Des cartes, et des outils, pour co-produire les économies d'énergie
Et si, plutôt que de partir de technologies, on prenait comme point de départ, et de focale, les gens ? Et si l’innovation considérait les gens, non pas comme des cobayes futurs consommateurs, mais comme des co-concepteurs futurs co-producteurs, et co-participants ?
Franck Kresin, de la Waag Society d’Amsterdam, développe des prototypes de technologies créatives pour l’innovation sociale, parce que l’innovation peut aider les gens à se connecter et mieux comprendre ce qu’ils sont.
Le projet “Power mapping : DIY microgeneration” propose ainsi d’utiliser les jeux d’enfants, les vélos, les portes tournantes et tourniquets à l’entrée des immeubles, le fait de marcher, de parler à son téléphone, etc., pour recueillir et générer de l’énergie, et obtenir des systèmes décentralisés pour partager toutes ces énergies. qurrent.com propose pour sa part de co-produire, et partager, des énergies renouvelables à partir de panneaux solaires, éoliennes, pompes à chaleur, etc., entre voisins.
Et pourquoi ne pas généraliser ces micro-centrales hyperlocales à l’échelle d’un quartier, voire de toute une ville ? La Waag Society a ainsi conçu une carte de la ville d’Amsterdam dressant, en fonction de la situation des bâtiments (hauteur, surface, orientation, etc.), ceux qui pourraient accueillir des éoliennes, ou des panneaux solaires.

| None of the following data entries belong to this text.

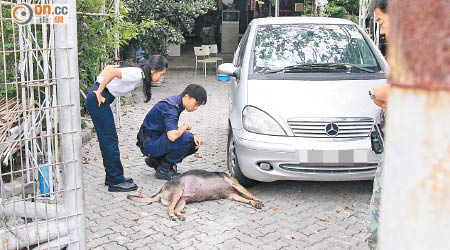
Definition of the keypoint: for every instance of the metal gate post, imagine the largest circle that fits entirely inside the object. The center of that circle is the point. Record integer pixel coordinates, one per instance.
(415, 204)
(70, 124)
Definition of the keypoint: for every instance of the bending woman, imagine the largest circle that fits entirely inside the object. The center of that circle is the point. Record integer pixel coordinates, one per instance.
(116, 81)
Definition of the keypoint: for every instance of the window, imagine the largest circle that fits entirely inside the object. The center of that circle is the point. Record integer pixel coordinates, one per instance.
(279, 46)
(242, 46)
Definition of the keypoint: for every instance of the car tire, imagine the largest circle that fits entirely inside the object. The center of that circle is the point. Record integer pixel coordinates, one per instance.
(232, 162)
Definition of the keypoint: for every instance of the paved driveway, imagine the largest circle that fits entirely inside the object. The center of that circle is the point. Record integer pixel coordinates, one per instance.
(297, 215)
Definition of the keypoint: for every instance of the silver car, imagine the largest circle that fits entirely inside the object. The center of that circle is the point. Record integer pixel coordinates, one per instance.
(299, 107)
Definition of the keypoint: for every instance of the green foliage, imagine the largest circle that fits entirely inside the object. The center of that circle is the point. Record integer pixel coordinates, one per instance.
(169, 20)
(336, 11)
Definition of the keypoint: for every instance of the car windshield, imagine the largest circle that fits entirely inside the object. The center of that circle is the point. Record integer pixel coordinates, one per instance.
(312, 48)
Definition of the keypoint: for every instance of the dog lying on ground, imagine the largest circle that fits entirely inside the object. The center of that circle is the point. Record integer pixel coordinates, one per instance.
(198, 185)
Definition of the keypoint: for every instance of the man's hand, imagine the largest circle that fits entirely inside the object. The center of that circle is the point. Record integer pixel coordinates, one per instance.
(100, 98)
(197, 142)
(381, 95)
(188, 127)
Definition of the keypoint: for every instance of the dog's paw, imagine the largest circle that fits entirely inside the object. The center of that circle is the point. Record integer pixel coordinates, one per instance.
(257, 204)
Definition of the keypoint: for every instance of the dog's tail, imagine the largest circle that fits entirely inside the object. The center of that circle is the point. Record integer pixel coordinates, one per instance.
(140, 198)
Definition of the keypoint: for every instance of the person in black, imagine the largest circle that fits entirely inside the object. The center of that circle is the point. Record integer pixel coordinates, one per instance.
(161, 140)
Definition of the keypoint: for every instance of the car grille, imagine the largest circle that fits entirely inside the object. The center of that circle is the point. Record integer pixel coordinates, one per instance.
(331, 168)
(316, 127)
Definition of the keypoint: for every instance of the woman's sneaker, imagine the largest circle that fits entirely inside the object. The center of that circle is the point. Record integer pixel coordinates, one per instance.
(123, 187)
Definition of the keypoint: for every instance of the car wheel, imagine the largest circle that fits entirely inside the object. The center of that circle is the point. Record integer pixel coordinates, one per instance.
(233, 165)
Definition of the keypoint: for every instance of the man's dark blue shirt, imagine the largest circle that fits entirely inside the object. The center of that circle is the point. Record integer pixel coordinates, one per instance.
(163, 116)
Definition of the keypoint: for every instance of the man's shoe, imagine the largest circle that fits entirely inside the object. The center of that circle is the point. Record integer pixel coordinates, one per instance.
(152, 162)
(127, 179)
(123, 187)
(166, 171)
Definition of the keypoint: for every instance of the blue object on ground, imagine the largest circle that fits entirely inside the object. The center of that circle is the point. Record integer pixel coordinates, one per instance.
(223, 78)
(44, 180)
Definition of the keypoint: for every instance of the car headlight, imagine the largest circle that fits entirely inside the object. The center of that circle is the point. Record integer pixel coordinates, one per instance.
(258, 121)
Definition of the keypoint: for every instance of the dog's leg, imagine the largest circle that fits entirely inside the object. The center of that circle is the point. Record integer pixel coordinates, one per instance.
(179, 209)
(140, 198)
(235, 184)
(174, 198)
(253, 203)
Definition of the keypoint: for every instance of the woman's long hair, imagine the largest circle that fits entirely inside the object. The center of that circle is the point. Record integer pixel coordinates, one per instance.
(156, 62)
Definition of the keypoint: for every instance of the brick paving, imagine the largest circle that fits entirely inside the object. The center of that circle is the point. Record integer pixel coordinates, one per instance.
(297, 215)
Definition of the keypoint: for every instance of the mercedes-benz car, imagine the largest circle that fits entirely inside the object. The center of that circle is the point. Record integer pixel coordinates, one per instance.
(299, 107)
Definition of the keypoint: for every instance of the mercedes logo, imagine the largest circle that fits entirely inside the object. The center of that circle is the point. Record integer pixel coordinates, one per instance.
(332, 129)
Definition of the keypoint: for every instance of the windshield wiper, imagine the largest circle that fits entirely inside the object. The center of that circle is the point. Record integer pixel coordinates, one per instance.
(317, 67)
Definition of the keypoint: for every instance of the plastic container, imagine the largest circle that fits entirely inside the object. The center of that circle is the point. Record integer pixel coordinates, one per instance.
(223, 78)
(44, 180)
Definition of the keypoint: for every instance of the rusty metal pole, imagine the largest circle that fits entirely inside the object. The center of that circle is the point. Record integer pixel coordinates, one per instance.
(415, 205)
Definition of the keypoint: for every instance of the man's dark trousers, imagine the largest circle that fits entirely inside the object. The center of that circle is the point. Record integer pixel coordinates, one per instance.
(103, 120)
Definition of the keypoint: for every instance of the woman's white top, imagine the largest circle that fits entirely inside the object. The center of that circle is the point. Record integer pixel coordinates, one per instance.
(131, 78)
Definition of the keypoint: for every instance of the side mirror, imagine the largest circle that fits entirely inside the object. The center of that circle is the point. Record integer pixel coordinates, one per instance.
(229, 69)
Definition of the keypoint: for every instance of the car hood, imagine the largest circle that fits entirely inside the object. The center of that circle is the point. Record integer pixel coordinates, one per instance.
(284, 99)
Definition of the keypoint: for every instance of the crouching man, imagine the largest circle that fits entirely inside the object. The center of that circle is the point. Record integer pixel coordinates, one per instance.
(161, 140)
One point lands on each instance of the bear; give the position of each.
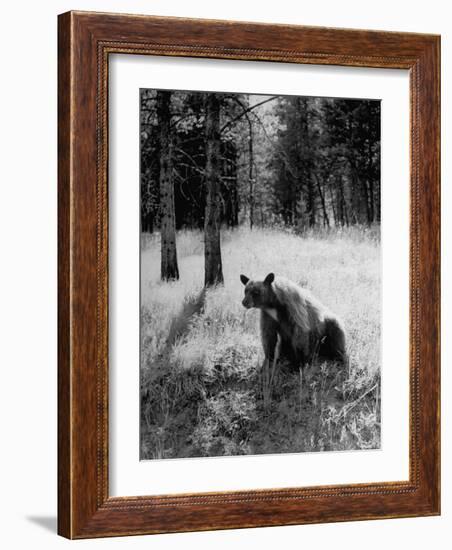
(294, 324)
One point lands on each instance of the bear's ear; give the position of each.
(244, 279)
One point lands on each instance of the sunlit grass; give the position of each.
(201, 380)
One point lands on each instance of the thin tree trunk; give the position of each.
(169, 268)
(213, 273)
(250, 173)
(322, 200)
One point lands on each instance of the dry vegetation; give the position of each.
(203, 392)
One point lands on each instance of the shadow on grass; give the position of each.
(192, 305)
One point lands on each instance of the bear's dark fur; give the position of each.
(294, 324)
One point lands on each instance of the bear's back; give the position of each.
(300, 305)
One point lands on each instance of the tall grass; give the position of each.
(204, 388)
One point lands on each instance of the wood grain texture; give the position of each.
(85, 42)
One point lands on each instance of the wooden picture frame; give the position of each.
(85, 42)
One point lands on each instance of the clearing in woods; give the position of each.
(203, 392)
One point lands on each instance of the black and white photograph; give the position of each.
(260, 283)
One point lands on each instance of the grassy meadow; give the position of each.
(203, 392)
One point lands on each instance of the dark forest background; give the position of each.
(297, 161)
(253, 184)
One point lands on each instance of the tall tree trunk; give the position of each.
(213, 272)
(250, 172)
(326, 220)
(169, 268)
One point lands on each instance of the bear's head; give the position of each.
(258, 293)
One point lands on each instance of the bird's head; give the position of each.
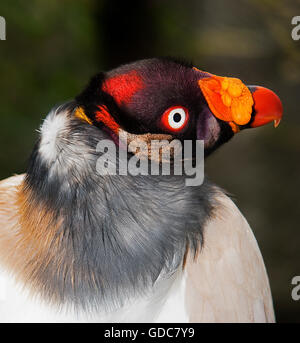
(164, 98)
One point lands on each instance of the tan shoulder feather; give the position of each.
(228, 281)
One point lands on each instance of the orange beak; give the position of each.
(267, 106)
(230, 100)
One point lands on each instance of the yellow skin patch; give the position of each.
(79, 113)
(228, 98)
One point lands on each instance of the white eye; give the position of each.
(176, 118)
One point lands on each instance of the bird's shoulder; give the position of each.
(9, 189)
(228, 281)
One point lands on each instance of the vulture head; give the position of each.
(108, 236)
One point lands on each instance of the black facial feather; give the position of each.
(117, 233)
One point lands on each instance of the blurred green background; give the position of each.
(53, 47)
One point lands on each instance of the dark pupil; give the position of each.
(177, 117)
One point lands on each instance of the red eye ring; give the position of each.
(175, 118)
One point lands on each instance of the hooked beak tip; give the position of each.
(267, 107)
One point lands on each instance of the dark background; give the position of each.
(53, 48)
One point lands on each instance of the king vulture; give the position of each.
(80, 246)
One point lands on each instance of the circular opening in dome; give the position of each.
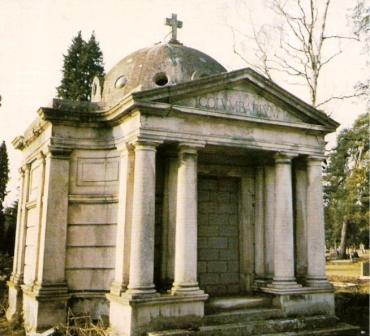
(160, 79)
(120, 82)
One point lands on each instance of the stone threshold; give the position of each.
(297, 290)
(157, 298)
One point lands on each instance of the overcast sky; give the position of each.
(35, 34)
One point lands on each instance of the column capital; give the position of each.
(124, 147)
(22, 170)
(283, 157)
(57, 152)
(145, 145)
(189, 148)
(314, 160)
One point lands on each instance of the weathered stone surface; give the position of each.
(154, 188)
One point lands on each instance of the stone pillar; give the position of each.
(315, 226)
(143, 220)
(15, 292)
(169, 221)
(301, 220)
(269, 216)
(283, 227)
(186, 224)
(124, 220)
(49, 292)
(259, 234)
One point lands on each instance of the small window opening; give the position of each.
(120, 82)
(160, 79)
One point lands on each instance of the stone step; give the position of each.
(242, 315)
(282, 326)
(341, 329)
(219, 304)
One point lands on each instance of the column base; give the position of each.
(44, 306)
(186, 289)
(136, 317)
(118, 288)
(140, 292)
(279, 283)
(261, 282)
(318, 283)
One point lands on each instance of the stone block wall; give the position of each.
(218, 235)
(92, 219)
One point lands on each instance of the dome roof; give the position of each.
(160, 65)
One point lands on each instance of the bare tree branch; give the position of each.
(354, 95)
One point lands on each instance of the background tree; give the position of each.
(298, 46)
(82, 63)
(346, 187)
(361, 22)
(4, 177)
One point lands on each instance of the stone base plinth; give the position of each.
(303, 301)
(44, 307)
(14, 310)
(134, 316)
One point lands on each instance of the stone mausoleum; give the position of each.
(182, 197)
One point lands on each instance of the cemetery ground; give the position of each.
(352, 293)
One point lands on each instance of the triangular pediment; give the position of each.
(239, 100)
(241, 93)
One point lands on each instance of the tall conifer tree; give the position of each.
(4, 176)
(82, 63)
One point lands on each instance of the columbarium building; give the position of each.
(181, 193)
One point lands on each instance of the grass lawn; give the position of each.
(351, 293)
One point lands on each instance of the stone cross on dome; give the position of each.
(174, 24)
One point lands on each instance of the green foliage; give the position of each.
(4, 172)
(82, 63)
(4, 177)
(347, 184)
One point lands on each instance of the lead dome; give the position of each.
(157, 66)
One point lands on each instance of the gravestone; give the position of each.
(365, 270)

L’Urban EcoMap de San Francisco inverse la proposition, en proposant aux résidents de visualiser, sur une carte, la quantité d’énergie et de déchets par quartiers, les contraintes et types de mobilité, leurs empreintes carbone. Objectif : mobiliser les gens, leur proposer des alternatives et estimer leur empreinte s’ils modifiaient leurs comportements.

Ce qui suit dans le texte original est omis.